Both bills will enable New Jersey citizens to wager on the internet, however, a previous revision to consent to international players to wager online has been put on hold for the time being, Lesniak informed the Assembly Regulatory Oversight Committee.

41 Votes is the requisite to carry forward these internet gambling bills, it’s then up to Governor Christie who has 45 days to decide whether or not either bill should be approved into law. A close source that has some inside information notified eGaming review that after these bills have been promulgated by the committee recently, “They will enter into discussions with the governor’s people and hopefully persuade them to implement internet gambling in the state. In all probability if internet gambling is regulated and taxed in New Jersey it could become the “Silicon Valley” of internet casino gambling in the U.S,” he said. “As it stands Atlantic City’s gaming industry has gone backwards and we need to do something to revive it to its former glory again.

“We are in high spirits and reasonably self-assured that the internet gambling bills will be voted favourably on Monday and that it would swiftly come into law,” he said.

Bill S-490 relating to internet gambling will authorize Atlantic City’s casinos to present internet casinos to residents from New Jersey.

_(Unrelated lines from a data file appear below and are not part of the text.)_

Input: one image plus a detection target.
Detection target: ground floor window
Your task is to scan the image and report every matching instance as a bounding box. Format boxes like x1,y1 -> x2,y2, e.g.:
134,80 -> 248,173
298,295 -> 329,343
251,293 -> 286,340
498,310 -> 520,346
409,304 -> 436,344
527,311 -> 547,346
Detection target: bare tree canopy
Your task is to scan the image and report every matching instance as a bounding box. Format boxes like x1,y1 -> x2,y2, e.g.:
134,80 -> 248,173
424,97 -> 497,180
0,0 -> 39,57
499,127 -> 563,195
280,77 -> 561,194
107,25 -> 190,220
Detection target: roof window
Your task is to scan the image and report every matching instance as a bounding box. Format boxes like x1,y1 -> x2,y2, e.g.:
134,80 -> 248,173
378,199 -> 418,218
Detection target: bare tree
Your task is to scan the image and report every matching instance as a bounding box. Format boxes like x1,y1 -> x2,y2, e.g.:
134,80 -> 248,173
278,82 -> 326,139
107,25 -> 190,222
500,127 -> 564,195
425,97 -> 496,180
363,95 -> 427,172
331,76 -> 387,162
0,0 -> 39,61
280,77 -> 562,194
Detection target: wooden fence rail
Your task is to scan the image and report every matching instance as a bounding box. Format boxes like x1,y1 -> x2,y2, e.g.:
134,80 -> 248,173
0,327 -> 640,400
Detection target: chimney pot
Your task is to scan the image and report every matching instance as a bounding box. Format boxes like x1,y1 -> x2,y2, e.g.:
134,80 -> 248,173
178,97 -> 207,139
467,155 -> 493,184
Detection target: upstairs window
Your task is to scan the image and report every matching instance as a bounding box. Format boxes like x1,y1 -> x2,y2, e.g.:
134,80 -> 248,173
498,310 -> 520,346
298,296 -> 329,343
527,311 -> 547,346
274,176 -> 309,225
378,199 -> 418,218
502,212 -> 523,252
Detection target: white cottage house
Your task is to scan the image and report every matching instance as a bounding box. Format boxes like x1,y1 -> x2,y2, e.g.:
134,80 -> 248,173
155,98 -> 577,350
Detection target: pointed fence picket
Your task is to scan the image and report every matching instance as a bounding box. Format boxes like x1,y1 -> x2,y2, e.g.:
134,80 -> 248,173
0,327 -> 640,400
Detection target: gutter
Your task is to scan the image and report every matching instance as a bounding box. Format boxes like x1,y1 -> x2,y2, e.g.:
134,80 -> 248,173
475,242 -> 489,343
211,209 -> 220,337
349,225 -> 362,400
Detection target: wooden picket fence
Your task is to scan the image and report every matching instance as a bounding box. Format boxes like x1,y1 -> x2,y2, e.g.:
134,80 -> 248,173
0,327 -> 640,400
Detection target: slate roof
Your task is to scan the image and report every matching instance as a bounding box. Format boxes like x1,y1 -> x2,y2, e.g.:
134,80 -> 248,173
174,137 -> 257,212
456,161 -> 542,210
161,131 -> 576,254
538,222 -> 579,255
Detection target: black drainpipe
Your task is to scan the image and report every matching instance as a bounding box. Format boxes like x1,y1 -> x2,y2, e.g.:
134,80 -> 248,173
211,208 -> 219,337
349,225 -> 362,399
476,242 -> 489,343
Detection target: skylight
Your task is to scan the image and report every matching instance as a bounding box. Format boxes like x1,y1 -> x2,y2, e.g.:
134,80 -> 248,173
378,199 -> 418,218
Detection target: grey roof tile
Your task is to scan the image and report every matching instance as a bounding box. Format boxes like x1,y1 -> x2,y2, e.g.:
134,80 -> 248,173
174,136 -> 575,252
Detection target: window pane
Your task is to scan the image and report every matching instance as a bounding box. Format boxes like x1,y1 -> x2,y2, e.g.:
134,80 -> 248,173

Previously mentioned by Lesniak it’s a potential cash cow that will generate US$35 million in tax revenue, these funds would then be utilised to develop the state’s deteriorating horse tracks.”

Bill ACR-167 proposes the constitutional amendment which will give the legislature the green light according to law permitting gambling at Atlantic City casinos as well as horse racetracks on sports events.

December 02, 2010

Italian cash games to launch from early 2011

The Italian cash poker and casino market could be open for business from early 2011 after an Italian Court rejected network provider Microgame’s challenge to the Italian government’s cash games decree.

According to sources close to the matter, the new version of the decree has been approved and will be published shortly on the Official Gazette, meaning the law will come into force with immediate effect.

Italy largest poker network, with between 25% and 30% market share, lodged the complaint in June on the basis that the cash games decree was different from the version previously submitted, as required under EU law, to the European Commission, effectively putting the launch of poker cash games and casino in Europe’s largest egaming market on hold.

Microgame claimed that additional certifications of gaming platforms and individual games introduced by Italian authorities into the decree would unfairly disadvantage the 120 small and medium-sized operators on its network by potentially imposing extra costs of up to €100,000 per operator. By comparison, the next largest Italian network in terms of the number of operators it supports, Playtech, has only four brands on its platform.

The Administrative Court of Lazio Region however ruled this week that the alleged differences between the version of the decree that Italian authorities planned to implement and that submitted to the EC had been solved by Italian regulator AAMS through the renotification in July of the draft decree to the European Commission.